Hello @Anaisdg , thank you for your reply.

before I start reading, I’d like to answer your question.

Yes, I’ve assigned tags to fields that didn’t previously have tags. In fact, in the tags of the field I find the two possible tags defined and a third, empty, corresponding to all the previous untagged values.

Yesterday, I cleaned things up manually using the API.
I started by cleaning up a few of the values I didn’t need, and after a restart, nothing new.

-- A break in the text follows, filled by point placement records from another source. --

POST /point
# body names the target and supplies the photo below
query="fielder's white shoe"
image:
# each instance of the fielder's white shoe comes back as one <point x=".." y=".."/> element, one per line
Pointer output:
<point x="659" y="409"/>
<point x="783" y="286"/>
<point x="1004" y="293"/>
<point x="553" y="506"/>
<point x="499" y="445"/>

But then I remembered that one field in particular was a problem.
With this field, when I selected a large range (like “this year”) I got a response like “reference pointer” but I didn’t save this error message.
Whereas the behavior of a query when selecting a range older than the first value is not the same. No error message usually appears.

So I deleted the oldest values between the beginning of the year and June. After a restart, things seemed to be going a bit better.
The machine is at 50% disk usage and the database occupies 3.3GB.

This seemed to be the problem, but I don’t understand why the last compaction maintenance was carried out on July 29, when this “corrupted” data has existed for longer.

Last night, no compaction errors seem to have occurred.